La question paraît légitime : Existe – il un caractère industriel dans votre façon d’aborder le vin ? La réponse fusera : « Voyez – y simplement de l’artisanat à grande échelle ».
Nous repassons à la table de dégustation centrale. Nous allons balayer la gamme sur les millésimes 2004/2005/2006.
Vins blancs :
Saint Joseph 2006 : nez floral et vanillé, vin frais et équilibré.
Saint Joseph lieu dit Saint Joseph 2006 : plus strictement boisé, plus fruité que floral, grosse matière.
Condrieu 2006 : abricot et quelques notes d’agrumes au nez, bouche légèrement perlante, du gras et une vivacité en finale qui évite la mollesse.
Condrieu La Doriane 2006 : arômes très fins, de la minéralité, une grande fraîcheur.
Hermitage 2004 : nez de miel, cire, acacia, une note de fruits exotiques, belle matière. A noter, que la cuvée Ex Voto rentre dans la composition de cette cuvée. Très beau vin.
Vins rouges :
Côte du Rhône 2005 : boisé très sensible, belle matière, bien structuré.
Saint Joseph 2004 : Le boisé est encore très présent ; reste un équilibre porté sur le fruit.
Côte Rôtie Brune et Blonde 2004 : Vins secs étriqués par le bois !
Côte Rôtie Château d’Ampuis 2004 : Assez ouvert, nez puissant sur le poivre et le grillé, bouche élégante et gourmande.
Côte Rôtie La Mouline 2004 : Finesse et croquant, bouche complexe et délicate.
Côte Rôtie La Turque 2004 : Très fin avec un supplément d’énergie, finale sur le caramel.
Côte Rôtie La Landonne 2004 : Très riche, torréfié, goudronneux mais dégageant une sensation de fraîcheur. Bouche plus austère et plus serrée.
Nous concluons cette après midi par une salutation courtoise tout en étant invités pour l’année prochaine par Philippe GUIGAL himself.
Certains d’entre nous quittent, les plus courageux vont se jeter à corps perdu dans une dégustation à l’aveugle au restaurant Le cercle des vignerons.
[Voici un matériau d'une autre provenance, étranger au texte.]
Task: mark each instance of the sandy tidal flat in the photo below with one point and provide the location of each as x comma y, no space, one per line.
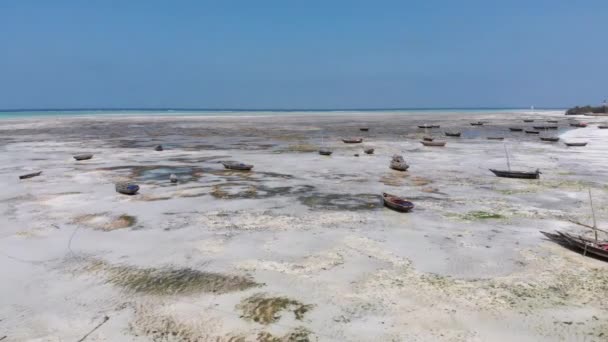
301,248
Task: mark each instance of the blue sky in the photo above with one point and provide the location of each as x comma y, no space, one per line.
302,54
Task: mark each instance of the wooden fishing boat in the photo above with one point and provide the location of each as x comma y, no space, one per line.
30,175
552,139
433,143
580,244
398,163
85,156
397,203
127,188
576,144
325,152
352,140
516,174
232,165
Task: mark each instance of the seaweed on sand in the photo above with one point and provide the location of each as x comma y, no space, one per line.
170,281
265,310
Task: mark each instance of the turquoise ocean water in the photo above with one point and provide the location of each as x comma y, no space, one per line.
23,114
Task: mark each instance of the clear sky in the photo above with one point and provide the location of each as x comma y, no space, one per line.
302,54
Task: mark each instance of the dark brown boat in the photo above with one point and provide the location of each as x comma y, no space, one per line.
576,144
30,175
516,174
552,139
580,244
85,156
397,203
325,152
353,140
433,143
232,165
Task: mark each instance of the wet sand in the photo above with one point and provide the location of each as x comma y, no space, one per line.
301,247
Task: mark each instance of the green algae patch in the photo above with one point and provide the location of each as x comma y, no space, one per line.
170,281
265,310
299,334
481,215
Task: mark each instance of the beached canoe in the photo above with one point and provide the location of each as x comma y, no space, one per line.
85,156
30,175
325,152
352,140
552,139
433,143
127,188
517,174
232,165
397,203
580,244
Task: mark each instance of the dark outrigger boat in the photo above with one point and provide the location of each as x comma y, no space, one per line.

- Meursault 2005 Domaine Boisson Pierre : nez oxydé et réduit, un vin indélicat pour une mise en bouche.
- Meursault Genevrières 2006 Domaine Boisson Vadot : nez frais, la bouche est ciselée, vin marqué par une grande fraîcheur.
- Côte Rôtie 2001 Domaine Jamet : arômes tertiaires dominants, le vin s’ouvre petit à petit, le passage en carafe lui fera du bien.
- Côte Rôtie 1999 Domaine Jamet : idem
- Côte Rôtie 1999 Les Terres Sombres Domaine Cuilleron : idem marqué par un boisé persistant.
- Côte Rôtie 1999 Maison Rouge Domaine Vernay : Vin lessivé.
- Hermitage 1983 Maison Guigal : Quel vin, finesse, longueur et quel fruit !
- Schlossberg 1999 – Clos des Capucins Vendanges Tardives Domaine Faller : Vin ciselé et précis, arômes d’hydrocarbures s’estompant pour laisser place à un grand vin.
- Coteaux du Layon 2002 Champ des Cygnes Domaine des Sablonnettes : un ton en dessous de précédent, une certaine lourdeur le marquant, manquait un peu de fraîcheur.
Merci aux contributeurs et au domaine pour sa disponibilité (le kiné l'attendait)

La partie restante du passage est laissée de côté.